O inquérito criminal, que tem parte tramitando no Supremo Tribunal Federal (STF) por envolvimento de pessoas com foro privilegiado, foi desmembrado e remetido para a 6.ª Vara Federal do Rio de Janeiro, para que os investigados que não têm cargos com prerrogativas especiais respondam ao processo na 1.ª instância da Justiça Federal.

Há dois anos, a Procuradoria da República no Estado do Rio de Janeiro criou o Grupo de Controle Externo das Atividades Policiais. O grupo foi criado pela necessidade de investigar atividades de policiais federais, pois, em 2003, com a Operação Planador, foi descoberta uma rede de corrupção para emissão de passaportes falsos dentro da Polícia Federal no Rio de Janeiro.

Processo disciplinar

O Conselho Nacional de Justiça (CNJ) deve decidir em 15 dias se vai abrir um processo disciplinar contra os magistrados acusados de ligação com a máfia dos jogos, desarticulada pela Operação Hurricane da Polícia Federal. A estimativa foi feita pelo conselheiro Vantuil Abdala, que preside a sindicância aberta no CNJ para investigar as denúncias de envolvimento de magistrados com a máfia dos jogos.
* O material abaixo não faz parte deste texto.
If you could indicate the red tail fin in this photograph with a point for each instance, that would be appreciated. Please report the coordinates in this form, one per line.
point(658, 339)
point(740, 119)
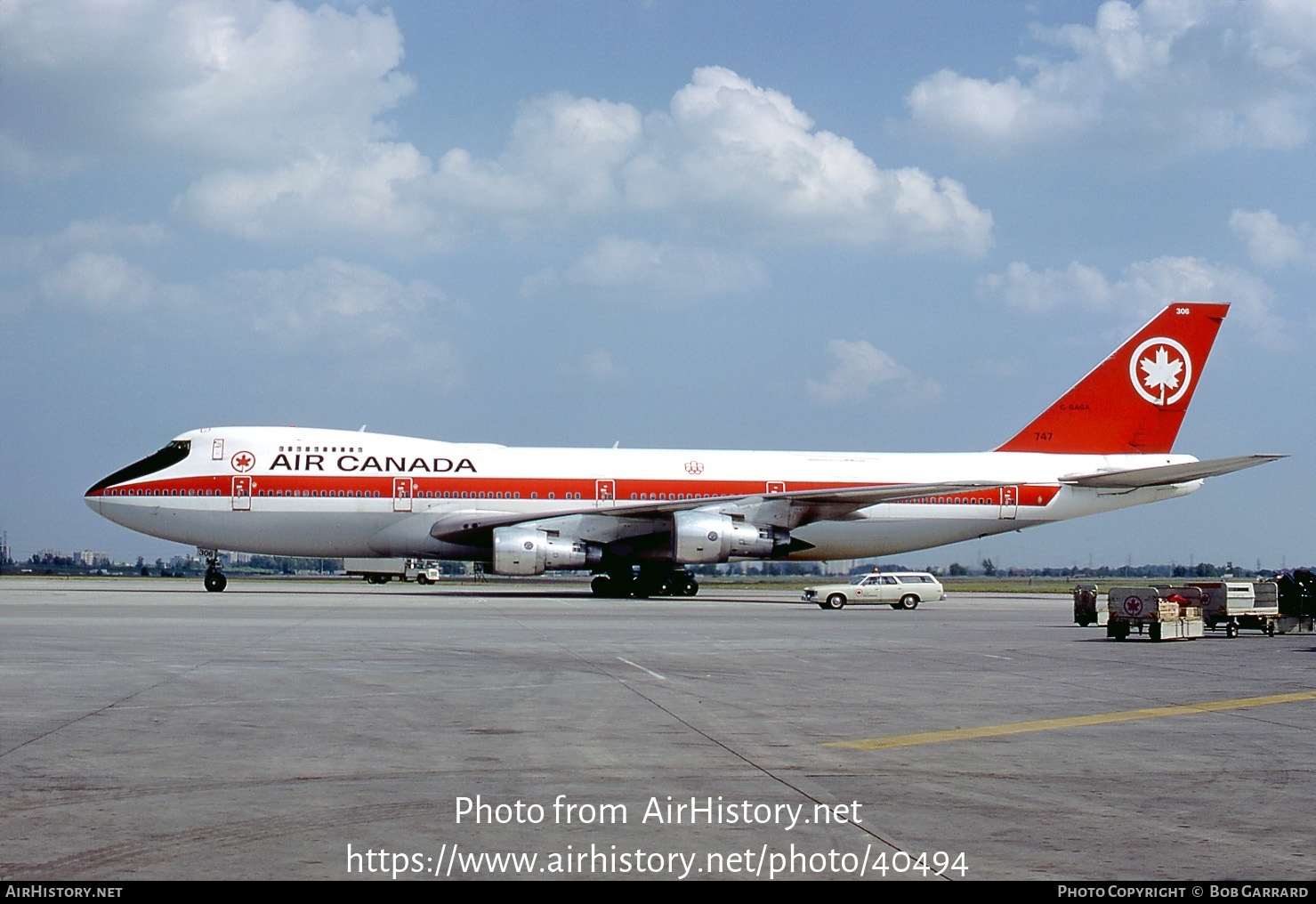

Dependendo do resultado do processo disciplinar, o CNJ pode decidir afastar temporariamente ou definitivamente (em processo administrativo) os magistrados acusados de ligação com a máfia especializada na compra de sentenças para favorecer o funcionamento de casas de bingo e máquinas caça-níqueis. Das 25 pessoas presas durante a operação, quatro eram magistrados: José Eduardo Carreira Alvim, José Ricardo de Siqueira Regueira, Ernesto da Luz Pinto Dória e João Sérgio Leal Pereira.

A Procuradoria Geral da República (PGR) também ofereceu denunciou contra o ministro do Superior Tribunal de Justiça (STJ) Paulo Medina. Medina, segundo a PF e a Procuradoria, pode ter negociado por R$ 1 milhão, por meio de seu irmão Virgílio (que permanece preso), uma liminar concedida por ele em 2006 (e depois cassada pelo STF).

Abdala disse que aguarda o envio dos autos do inquérito criminal para decidir a necessidade da abertura de processo disciplinar contra os magistrados. “Se avaliarmos que há indícios suficientes, abriremos o procedimento disciplinar”, adiantou Abdala.

Segundo o CNJ, a pena máxima prevista contra magistrados em processos administrativos prevê o seu afastamento definitivo com vencimentos proporcionais ao tempo de serviço. “Infelizmente, no âmbito administrativo, que é o do CNJ, esta é a pena máxima”, diz o conselheiro. No âmbito criminal, os magistrados podem ser exonerados, sem vencimentos.